C’est un peu déconcertant, mais cela nous offre une énorme consolation
: nous n’avons pas à attendre jusqu’à “après la révolution” pour
entrevoir à quoi ressemble la vraie liberté. Comme l’exprime joliment
le Crimethinc Collective, les
propagandistes les plus importants de l’anarchisme américain
contemporain : “la liberté n’existe que dans les moments de révolution.
Et ces moments ne sont pas aussi rares que vous le pensez.” Pour un
anarchiste, en fait, essayer de créer des expériences non aliénantes,
une démocratie réelle, est un impératif éthique; c’est seulement en
construisant une forme d’organisation au présent, au moins une
approximation rudimentaire de comment fonctionnerait réellement une
société libre, où tous, chaque jour, seraient en mesure de vivre, que
l’on pourra garantir que nous ne redégringolerons pas dans le désastre.
Des révolutionnaires sinistres et tristes qui sacrifient tous les
plaisirs à la cause ne peuvent produire que des sociétés sinistres et
tristes.
Ces changements ont été difficiles à documenter parce que, jusqu’à
aujourd’hui, les idées anarchistes n’ont reçu quasiment aucune
attention dans les milieux de la recherche.
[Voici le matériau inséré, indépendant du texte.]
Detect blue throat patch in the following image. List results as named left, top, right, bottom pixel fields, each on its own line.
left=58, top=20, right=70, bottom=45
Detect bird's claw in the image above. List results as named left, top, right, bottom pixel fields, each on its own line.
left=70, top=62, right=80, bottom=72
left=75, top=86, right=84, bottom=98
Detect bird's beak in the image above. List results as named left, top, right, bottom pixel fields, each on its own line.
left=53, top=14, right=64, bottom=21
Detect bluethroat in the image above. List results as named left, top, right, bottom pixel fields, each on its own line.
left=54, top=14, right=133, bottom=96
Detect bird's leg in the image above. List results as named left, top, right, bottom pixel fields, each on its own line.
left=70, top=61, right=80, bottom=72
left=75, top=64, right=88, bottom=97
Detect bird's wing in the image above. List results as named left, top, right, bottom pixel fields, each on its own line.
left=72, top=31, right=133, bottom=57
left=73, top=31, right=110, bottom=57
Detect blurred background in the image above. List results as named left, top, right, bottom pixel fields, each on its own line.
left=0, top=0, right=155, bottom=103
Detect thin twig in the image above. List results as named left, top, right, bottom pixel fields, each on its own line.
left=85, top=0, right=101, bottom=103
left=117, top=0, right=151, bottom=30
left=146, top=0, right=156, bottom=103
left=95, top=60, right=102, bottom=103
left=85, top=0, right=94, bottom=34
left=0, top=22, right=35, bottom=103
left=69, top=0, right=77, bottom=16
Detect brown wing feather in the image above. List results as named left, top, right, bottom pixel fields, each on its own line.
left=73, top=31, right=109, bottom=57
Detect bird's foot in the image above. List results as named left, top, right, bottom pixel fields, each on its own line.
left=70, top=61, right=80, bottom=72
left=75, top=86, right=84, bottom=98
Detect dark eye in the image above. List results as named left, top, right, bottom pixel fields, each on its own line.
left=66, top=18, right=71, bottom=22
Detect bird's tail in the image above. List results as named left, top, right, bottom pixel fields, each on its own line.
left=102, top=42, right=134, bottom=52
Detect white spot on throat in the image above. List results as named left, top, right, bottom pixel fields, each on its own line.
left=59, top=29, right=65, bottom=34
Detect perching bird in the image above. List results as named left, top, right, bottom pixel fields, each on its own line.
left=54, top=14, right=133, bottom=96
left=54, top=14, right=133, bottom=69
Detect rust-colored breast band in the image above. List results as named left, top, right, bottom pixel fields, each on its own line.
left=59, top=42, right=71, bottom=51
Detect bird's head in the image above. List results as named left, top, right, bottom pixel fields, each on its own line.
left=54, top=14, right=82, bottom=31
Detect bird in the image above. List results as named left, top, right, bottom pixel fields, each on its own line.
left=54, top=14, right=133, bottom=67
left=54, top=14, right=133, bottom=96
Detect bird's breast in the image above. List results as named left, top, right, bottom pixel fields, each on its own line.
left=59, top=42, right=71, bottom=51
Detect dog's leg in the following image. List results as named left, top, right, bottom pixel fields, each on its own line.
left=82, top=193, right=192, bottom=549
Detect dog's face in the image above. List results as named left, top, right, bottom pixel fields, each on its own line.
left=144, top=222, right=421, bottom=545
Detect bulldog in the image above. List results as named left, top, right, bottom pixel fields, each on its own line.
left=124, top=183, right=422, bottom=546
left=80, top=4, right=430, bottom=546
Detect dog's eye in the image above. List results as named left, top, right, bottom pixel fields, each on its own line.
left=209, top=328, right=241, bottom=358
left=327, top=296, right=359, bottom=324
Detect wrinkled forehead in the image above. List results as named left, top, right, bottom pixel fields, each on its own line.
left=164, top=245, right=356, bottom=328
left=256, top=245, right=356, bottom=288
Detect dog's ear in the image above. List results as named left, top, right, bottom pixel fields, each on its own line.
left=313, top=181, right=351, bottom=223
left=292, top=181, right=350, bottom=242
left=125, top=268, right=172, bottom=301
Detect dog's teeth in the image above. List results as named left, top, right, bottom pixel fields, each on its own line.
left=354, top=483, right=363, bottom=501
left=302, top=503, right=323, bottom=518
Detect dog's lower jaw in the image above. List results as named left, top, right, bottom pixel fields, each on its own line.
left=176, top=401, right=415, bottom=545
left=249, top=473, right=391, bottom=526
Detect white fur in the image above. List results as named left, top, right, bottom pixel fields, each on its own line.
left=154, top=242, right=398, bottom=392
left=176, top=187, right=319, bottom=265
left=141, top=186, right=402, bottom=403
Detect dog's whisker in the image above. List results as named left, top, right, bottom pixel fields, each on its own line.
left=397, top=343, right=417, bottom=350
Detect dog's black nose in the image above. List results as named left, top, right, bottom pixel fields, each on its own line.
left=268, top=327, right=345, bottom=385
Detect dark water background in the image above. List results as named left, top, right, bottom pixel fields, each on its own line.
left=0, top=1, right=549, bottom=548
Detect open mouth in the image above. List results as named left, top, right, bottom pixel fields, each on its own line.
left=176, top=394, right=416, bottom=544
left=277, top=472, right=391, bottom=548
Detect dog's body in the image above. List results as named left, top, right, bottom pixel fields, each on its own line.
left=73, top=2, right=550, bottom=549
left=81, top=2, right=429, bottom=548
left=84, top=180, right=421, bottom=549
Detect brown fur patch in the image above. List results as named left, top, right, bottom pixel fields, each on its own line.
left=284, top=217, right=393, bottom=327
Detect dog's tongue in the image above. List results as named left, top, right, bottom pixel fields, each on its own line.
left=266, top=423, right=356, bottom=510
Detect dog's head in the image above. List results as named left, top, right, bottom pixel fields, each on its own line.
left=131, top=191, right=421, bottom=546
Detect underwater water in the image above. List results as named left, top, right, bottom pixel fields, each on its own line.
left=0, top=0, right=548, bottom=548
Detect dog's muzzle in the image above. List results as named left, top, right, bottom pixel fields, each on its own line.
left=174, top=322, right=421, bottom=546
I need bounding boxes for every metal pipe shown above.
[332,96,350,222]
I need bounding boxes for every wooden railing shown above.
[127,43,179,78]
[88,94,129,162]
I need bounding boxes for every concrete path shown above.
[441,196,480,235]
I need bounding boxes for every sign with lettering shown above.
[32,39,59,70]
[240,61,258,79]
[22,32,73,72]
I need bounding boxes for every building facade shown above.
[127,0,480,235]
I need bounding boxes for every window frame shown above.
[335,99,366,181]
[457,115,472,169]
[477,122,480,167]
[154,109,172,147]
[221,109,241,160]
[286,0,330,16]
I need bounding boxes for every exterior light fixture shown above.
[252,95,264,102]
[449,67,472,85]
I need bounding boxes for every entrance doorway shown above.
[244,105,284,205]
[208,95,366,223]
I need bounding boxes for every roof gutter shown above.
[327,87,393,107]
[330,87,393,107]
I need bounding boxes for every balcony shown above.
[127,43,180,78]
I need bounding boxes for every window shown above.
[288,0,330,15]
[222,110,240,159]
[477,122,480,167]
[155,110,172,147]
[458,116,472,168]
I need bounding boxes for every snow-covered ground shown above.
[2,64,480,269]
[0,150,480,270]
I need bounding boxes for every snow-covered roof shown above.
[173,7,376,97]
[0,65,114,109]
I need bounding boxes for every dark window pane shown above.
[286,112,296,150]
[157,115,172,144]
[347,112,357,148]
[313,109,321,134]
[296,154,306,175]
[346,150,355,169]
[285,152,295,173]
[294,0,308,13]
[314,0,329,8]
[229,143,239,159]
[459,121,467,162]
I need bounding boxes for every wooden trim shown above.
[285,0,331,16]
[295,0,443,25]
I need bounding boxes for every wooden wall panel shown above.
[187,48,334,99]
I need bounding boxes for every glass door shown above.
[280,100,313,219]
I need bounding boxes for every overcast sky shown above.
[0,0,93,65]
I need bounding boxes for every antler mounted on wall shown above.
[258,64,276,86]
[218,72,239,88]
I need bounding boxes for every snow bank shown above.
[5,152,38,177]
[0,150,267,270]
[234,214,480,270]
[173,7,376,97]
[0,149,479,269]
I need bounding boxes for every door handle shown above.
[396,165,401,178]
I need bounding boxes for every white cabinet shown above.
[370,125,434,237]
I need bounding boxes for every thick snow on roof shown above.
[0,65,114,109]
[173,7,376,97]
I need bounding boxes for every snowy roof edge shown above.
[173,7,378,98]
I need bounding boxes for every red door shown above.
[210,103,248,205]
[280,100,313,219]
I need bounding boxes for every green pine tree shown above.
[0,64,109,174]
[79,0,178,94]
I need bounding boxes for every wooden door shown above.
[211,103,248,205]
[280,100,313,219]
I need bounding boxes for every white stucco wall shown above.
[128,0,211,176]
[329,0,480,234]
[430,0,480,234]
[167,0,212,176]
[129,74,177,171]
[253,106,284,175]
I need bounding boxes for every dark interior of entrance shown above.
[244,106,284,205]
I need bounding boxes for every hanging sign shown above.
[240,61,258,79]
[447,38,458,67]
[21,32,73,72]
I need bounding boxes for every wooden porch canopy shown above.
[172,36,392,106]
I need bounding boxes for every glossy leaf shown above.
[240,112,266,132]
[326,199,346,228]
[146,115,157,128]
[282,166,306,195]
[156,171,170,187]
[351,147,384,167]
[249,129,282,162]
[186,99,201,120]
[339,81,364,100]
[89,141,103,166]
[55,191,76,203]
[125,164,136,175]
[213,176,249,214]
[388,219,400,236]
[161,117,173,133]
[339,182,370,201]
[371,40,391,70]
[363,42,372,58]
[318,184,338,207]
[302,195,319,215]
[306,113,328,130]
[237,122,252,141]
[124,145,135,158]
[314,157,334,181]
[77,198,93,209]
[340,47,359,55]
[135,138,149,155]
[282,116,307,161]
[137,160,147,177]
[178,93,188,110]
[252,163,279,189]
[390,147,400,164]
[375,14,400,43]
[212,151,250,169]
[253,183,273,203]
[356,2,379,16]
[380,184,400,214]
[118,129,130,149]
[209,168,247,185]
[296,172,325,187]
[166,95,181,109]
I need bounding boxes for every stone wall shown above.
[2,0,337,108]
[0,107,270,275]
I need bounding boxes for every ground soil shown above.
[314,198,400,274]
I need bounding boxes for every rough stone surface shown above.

Il existe encore des
milliers de chercheurs marxistes mais presque aucun anarchiste. Ce vide
est quelque peu difficile à expliquer. C’est sans doute en partie parce
que le marxisme a toujours eu des affinités avec le milieu
universitaire, affinités dont ne bénéficie pas l’anarchisme de toute
évidence. Après tout, le marxisme a été le seul grand mouvement social
inventé par un Docteur en Philosophie. La plupart des travaux sur
l’histoire de l’anarchisme partent du principe qu’il était en gros
similaire au marxisme : l’anarchisme est présenté comme l’invention
personnelle de quelques penseurs du 19ème siècle (Proudhon, Bakounine,
Kropotkine…) qui inspirèrent ensuite des organisations de la classe
ouvrière, s’empêtrèrent dans des luttes politiques, se divisèrent en
sectes…
L’anarchisme apparaît couramment dans les études comme le cousin pauvre
du marxisme, théoriquement un peu maladroit mais fait pour des
cerveaux, peut-être, avec passion et sincérité. L’analogie est
réellement fausse. Les «.fondateurs.» de l’anarchisme ne se voyaient
pas comme ayant inventé quelque chose de particulièrement nouveau. Ils
considéraient ses principes de base — assistance mutuelle, association
volontaire, prise de décision égalitaire— aussi vieux que l’humanité.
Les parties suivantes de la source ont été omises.